A clean, sealer-free, contaminant-free surface is also imperative.
“The number-one most important thing when putting one overlay over another is to completely remove any sealer on the existing surface,” Wyatt says. “Any sealer remaining on the surface will be a bond breaker.”
The importance of proper priming cannot be emphasized enough. Many experts recommend epoxy primers, but different situations call for specific primers. Consult your manufacturer and use what is recommended.
Brian Vicari, owner and CEO of The Concrete Colorist Inc., says it all comes down to the prep work. “If you rush the steps and apply over an old sealer you can get delamination. If you didn’t prime properly, the old overlay can suck moisture out of the new overlay, drying it out too fast or creating pinholes.”
The overall objective is to ensure a good chemical bond and a good mechanical bond between the overlays. Talk to the experts and just about all will agree that 99 percent of all issues arise from poor prep work.
Other details worth consideration
If you’re familiar with concrete, you know about joints. Many of the same joint issues apply when applying one overlay over another.
You can try to hide old functioning joints in the new overlay by incorporating them into the surface design. “Any joint in the existing overlay that’s a functioning joint — expansion, isolation, construction or control — must be honored, or they will show through the new overlay,” Pevarnik says.
On the other hand, decorative joints in the existing overlay probably will not show through the new overlay, depending on what was used to grout the decorative joints. Cementitious grout is typically not a problem, but Pevarnik says elastomeric or flexible joint material could telegraph or cause a hairline crack in the new overlay.
How many overlays can you layer on top of another? Perhaps the sky is the limit if everything is done properly. From a practicality standpoint, however, there are several considerations, such as door thresholds, floor vents and the like.
Foster also suggests weight may be a factor. “If applied over and over to a wood substrate, you need to look at weight requirements, too. Four or five overlayments might stress the wood joists and wood beneath the overlays.”
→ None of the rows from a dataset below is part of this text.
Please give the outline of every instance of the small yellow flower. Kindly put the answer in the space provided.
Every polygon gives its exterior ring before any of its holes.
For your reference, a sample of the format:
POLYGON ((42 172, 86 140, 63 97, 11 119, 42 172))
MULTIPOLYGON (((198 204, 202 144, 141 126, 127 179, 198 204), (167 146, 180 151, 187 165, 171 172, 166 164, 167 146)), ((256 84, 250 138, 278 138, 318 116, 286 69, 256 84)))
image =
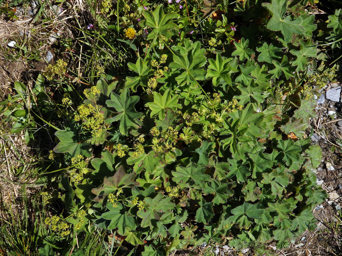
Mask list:
POLYGON ((126 37, 128 37, 130 39, 132 39, 135 36, 135 30, 132 28, 128 28, 125 30, 125 35, 126 37))

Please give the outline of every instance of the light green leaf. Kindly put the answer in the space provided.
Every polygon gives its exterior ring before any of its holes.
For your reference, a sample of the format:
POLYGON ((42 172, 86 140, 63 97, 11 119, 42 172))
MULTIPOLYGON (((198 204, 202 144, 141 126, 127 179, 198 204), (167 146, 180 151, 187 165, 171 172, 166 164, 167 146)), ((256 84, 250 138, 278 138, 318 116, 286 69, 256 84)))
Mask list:
POLYGON ((128 89, 125 88, 120 96, 112 93, 110 99, 106 101, 108 106, 114 107, 120 112, 115 117, 106 120, 106 123, 108 124, 120 120, 119 129, 124 135, 128 134, 129 128, 136 128, 141 125, 141 122, 137 118, 142 115, 142 113, 137 112, 134 107, 139 101, 139 96, 130 96, 129 91, 128 89))

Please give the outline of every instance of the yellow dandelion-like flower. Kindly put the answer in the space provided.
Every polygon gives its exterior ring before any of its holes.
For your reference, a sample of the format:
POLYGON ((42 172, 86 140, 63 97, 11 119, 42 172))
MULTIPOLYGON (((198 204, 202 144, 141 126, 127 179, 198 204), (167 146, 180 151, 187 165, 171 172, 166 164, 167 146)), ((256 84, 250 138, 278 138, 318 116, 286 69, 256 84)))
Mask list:
POLYGON ((132 28, 128 28, 125 31, 125 35, 126 37, 128 37, 130 39, 132 39, 135 36, 135 30, 132 28))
For Hoskins, the bond is the critical issue at every layer. With potential delamination possible at each layer, he says, the fewer number of layers the better. “The more layers you have, the more critical areas you have.”
Other considerations include if the work is being done in an interior setting, where you have a controlled environment, or outdoors. Traffic load may also be an important issue to figure in.
If you accept a project to apply an overlay over an existing overlay, be sure to do all you can to protect yourself from liability — especially if you did not put down the existing overlay. Everyone likes to guarantee their work, but how do you guarantee someone else’s work? You can’t.
Vicari recommends you put it in writing with the client that you are putting something on top of someone else’s work. “That’s the tricky part. You can test it and ask the right questions, but you don’t know if they did the right prep work. Let the client know all the risks about going over someone else’s work.”
His best advice: If you’re not confident about the existing overlay, remove it.